Fourteen-year-old Rose was trapped in the Ludmir ghetto. A strong young woman, she was forced into hard labor by the Germans, cleaning their homes, digging frozen fields, and transporting human waste. The shining light in her life was Carl Goldberg—a man 12 years her senior who lost his wife and three-year-old daughter when the Germans bombed their hometown. 


When Rose’s father encouraged her to find someone closer to her own age, she replied, “What’s the difference? We won’t survive, anyway.” 


Yet as the suffering wore on and Rose lost her father, three brothers and a sister, her will for life increased. When the Nazis came to liquidate the ghetto, she used all her resources to secure hiding spots for her family and herself, including a faux septic tank, a living grave and spending an entire year surviving underground beneath a barn. At one point, she spent six cold nights shuttling family members one night at a time six miles through snow between hiding places. Rose saved the lives of her mother, her two brothers, her cousin, and her baby niece.


When the war finally ended, her skin was rotting, but she was still so beautiful that a pharmacist proposed to her. But she turned him down in the hopes Carl was still alive. He was; they soon married. 


When they returned to their hometown of Ludmir, they found that, of the 20,000 Jews who lived there before the war, less than 100 survived, meaning  nearly ten percent of the survivors were family members Rose had saved.  


Never Too Far From Their Roots


Fast-forward to the present, and Rose, now 92, has lived to see her daughter Anita Goldberg Zucker become an accomplished teacher and CEO of the multi-billion-dollar company her late-husband, Jerry Zucker, also the child of survivors, founded.  But Anita knows that astronomical wealth just means millions of more opportunities to make the world a better place.
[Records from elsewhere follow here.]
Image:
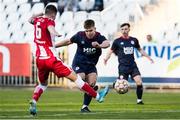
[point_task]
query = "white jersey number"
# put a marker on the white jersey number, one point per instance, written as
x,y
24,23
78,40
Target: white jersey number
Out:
x,y
38,30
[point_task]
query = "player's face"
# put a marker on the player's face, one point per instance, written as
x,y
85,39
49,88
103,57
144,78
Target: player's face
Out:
x,y
90,32
125,30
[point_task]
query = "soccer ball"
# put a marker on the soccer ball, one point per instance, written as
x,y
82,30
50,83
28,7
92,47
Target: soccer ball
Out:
x,y
121,86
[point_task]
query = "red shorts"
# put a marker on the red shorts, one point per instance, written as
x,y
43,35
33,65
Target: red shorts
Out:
x,y
51,65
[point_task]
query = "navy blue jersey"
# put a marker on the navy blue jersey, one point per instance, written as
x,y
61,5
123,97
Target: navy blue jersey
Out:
x,y
86,53
124,49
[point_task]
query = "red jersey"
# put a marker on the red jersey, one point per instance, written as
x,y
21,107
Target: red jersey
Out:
x,y
43,39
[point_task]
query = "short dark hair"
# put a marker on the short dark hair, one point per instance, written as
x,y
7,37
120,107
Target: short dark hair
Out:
x,y
50,9
89,23
125,24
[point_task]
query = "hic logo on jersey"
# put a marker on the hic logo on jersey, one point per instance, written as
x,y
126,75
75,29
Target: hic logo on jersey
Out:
x,y
77,68
128,50
132,42
89,50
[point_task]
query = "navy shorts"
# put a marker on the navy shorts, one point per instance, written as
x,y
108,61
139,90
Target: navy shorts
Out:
x,y
125,71
84,68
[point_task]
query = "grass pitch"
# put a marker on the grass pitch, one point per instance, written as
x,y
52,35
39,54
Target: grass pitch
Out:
x,y
66,104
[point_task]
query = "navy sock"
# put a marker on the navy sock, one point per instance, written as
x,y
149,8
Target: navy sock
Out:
x,y
88,98
139,91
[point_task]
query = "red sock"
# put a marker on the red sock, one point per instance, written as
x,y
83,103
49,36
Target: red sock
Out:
x,y
89,90
37,93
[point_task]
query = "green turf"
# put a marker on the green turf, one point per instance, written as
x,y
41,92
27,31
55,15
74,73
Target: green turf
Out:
x,y
65,104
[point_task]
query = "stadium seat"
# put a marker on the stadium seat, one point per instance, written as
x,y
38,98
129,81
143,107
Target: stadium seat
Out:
x,y
24,17
27,27
37,8
29,37
18,37
19,2
24,8
2,6
80,16
66,16
5,37
14,27
95,15
8,2
11,8
13,17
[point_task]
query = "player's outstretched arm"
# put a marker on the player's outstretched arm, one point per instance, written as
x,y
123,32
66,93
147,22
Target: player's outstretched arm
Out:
x,y
31,19
53,32
63,43
108,55
145,55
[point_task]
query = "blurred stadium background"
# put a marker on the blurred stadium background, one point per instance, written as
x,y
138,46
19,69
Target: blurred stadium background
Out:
x,y
158,18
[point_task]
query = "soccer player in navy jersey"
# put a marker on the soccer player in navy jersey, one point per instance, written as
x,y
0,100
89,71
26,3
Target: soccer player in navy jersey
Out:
x,y
123,47
48,61
89,44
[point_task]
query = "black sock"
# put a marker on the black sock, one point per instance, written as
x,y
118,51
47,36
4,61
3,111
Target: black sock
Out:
x,y
139,91
88,98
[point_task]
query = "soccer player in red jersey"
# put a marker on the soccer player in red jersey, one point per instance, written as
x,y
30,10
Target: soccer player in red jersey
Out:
x,y
47,59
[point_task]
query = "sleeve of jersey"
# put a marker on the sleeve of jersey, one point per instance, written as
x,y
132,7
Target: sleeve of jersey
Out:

Inspired and humbled by her parents’ and in-laws’ lives, she’s famous throughout the region for utilizing the family‘s success as a tool for building her Jewish community, supporting education and helping others find success.


The Meaning of ‘Never Forget’


Now, in honor of her family of survivors, which includes not just Anita’s and Jerry’s parents, but her partner David’s parents as well, she has made a $1 million gift to the Center for Advancing Holocaust Survivor Care, a new Federation initiative that expands person-centered, trauma-informed (PCTI) supportive services for Holocaust survivors across the U.S. PCTI care is a holistic approach to service provision that recognizes the impact of trauma on a survivor’s life. The funds will support vital needs such as counseling, social programs, and nutrition for Holocaust survivors. 


“Teaching has always been my passion, and my parents and in-laws are the best teachers I’ve ever had,” she says. “One look at the world today proves the danger of forgetting the lessons of the Holocaust. My hope in making this gift is to ensure a long, good life for as many survivors as I can.  It is another way of making sure as many people—especially young people—as possible have the opportunity to learn from the lives of these absolutely incredible individuals.”


In the end, Rose not only survived, but did whatever it took to rescue family members in need. And now, through the example she set, her daughter Anita is following in her footsteps—using every tool at her disposal to save vulnerable lives and help secure a brighter future.